In the Lands of the Free, when facts are ignored and replaced by righteous outrage and, at times, furore, a growing majority of us, men, women and children live in fear of being branded as ‘less than’ or ‘not up to it’, the fear of being cut loose and so on. The resulting threat of ostracism and its implications settle in our heart and grip our thoughts.

Some agitators, armchair politicians and self-appointed guardians of morality, short on genuine factual research seem focused on the importance of ‘getting it right’, of ‘setting the record straight’, of ‘telling it like it is’.

Others point the finger via social media and shrug dismissively. ‘I’ve spotlighted you and now get over it,’ is the best they can suggest. Be that as it may, the rest of us know that when moral fortitude is compromised, integrity, acceptance and empathy are absent from our own and our culture’s ethos.

Kneejerk measures adopted privately to answer a personal need or hurt or adopted publicly in response to an imagined fear and outrage seldom fix in the deepest sense of the word any complication. They have been too often known to make matters worse.

Yes, of course, well-articulated laws and regulations are necessary here, there and everywhere. They should be further refined and clarified as needed.

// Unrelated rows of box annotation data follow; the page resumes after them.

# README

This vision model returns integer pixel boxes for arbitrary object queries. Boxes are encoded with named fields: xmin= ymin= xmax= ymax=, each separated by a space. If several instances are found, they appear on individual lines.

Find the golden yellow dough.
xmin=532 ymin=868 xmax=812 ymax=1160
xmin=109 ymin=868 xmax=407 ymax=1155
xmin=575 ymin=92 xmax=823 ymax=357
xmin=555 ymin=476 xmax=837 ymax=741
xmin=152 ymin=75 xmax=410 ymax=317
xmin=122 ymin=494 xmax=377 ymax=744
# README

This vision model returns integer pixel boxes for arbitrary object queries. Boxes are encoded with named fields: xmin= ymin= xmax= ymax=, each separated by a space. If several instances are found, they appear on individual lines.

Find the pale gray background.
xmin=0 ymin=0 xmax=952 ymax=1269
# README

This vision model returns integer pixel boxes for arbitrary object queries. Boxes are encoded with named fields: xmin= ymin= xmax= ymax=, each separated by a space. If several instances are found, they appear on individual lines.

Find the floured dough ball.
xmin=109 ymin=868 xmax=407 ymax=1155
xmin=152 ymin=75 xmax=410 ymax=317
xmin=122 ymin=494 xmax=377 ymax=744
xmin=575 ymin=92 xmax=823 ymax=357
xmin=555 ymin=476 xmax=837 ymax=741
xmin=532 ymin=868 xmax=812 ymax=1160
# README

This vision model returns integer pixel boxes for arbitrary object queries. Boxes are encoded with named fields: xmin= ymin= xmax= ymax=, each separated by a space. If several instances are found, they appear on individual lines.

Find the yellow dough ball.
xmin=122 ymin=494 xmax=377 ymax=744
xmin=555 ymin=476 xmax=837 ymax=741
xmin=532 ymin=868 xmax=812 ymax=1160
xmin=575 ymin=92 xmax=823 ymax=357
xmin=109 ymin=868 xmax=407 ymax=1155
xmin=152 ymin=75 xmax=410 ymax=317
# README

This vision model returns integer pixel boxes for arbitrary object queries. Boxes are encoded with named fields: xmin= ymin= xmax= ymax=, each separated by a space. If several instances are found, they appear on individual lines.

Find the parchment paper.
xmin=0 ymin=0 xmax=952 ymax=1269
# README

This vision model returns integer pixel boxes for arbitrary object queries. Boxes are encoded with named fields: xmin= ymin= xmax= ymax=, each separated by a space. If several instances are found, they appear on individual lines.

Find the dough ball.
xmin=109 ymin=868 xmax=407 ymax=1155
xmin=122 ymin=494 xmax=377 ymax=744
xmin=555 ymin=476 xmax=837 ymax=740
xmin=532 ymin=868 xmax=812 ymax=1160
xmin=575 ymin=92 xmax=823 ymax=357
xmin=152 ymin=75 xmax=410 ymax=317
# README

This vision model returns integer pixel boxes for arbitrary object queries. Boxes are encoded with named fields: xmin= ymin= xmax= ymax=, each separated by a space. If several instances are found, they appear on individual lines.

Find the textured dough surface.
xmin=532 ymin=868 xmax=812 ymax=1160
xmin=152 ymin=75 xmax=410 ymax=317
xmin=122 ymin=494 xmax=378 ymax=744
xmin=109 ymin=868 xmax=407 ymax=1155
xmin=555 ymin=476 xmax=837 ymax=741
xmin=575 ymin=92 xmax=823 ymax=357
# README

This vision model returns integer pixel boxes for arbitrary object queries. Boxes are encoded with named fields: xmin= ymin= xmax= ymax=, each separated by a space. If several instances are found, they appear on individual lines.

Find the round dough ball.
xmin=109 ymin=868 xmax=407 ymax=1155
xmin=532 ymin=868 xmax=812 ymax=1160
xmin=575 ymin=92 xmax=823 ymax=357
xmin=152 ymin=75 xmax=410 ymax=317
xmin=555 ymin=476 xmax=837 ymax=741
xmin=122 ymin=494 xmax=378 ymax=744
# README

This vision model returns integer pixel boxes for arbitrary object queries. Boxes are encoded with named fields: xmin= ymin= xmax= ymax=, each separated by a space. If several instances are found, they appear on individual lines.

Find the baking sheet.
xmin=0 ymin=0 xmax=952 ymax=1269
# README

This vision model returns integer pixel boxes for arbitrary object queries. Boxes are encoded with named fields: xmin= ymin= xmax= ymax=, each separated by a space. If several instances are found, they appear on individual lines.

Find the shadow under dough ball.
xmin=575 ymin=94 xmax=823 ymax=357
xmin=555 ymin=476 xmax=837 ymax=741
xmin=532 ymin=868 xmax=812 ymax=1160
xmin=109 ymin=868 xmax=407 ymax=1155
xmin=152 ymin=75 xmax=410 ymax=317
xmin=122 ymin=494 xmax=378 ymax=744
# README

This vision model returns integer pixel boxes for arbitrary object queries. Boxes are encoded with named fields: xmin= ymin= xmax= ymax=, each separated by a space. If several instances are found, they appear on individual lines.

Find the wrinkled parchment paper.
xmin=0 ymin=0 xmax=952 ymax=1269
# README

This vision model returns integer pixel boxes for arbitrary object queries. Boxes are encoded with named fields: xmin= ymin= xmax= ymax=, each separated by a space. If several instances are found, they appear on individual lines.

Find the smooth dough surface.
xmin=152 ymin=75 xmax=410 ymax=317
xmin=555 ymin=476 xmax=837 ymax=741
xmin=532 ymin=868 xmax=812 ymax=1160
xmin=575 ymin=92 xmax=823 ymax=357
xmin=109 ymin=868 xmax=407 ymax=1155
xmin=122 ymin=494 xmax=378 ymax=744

Still, no method of human control is as effective as coherent, personal accountability.

For example, in a bid to assist the15 million Americans who provide unpaid care to a relative or a friend suffering from Alzheimer’s, should we encourage the notion that young blood may have anti-ageing properties that may assist dementia sufferers in the performance of daily tasks?

The short-term benefits might be obvious to some but how potential complications might spin-out in the fullness of time cannot be entirely clear to anyone – not just yet.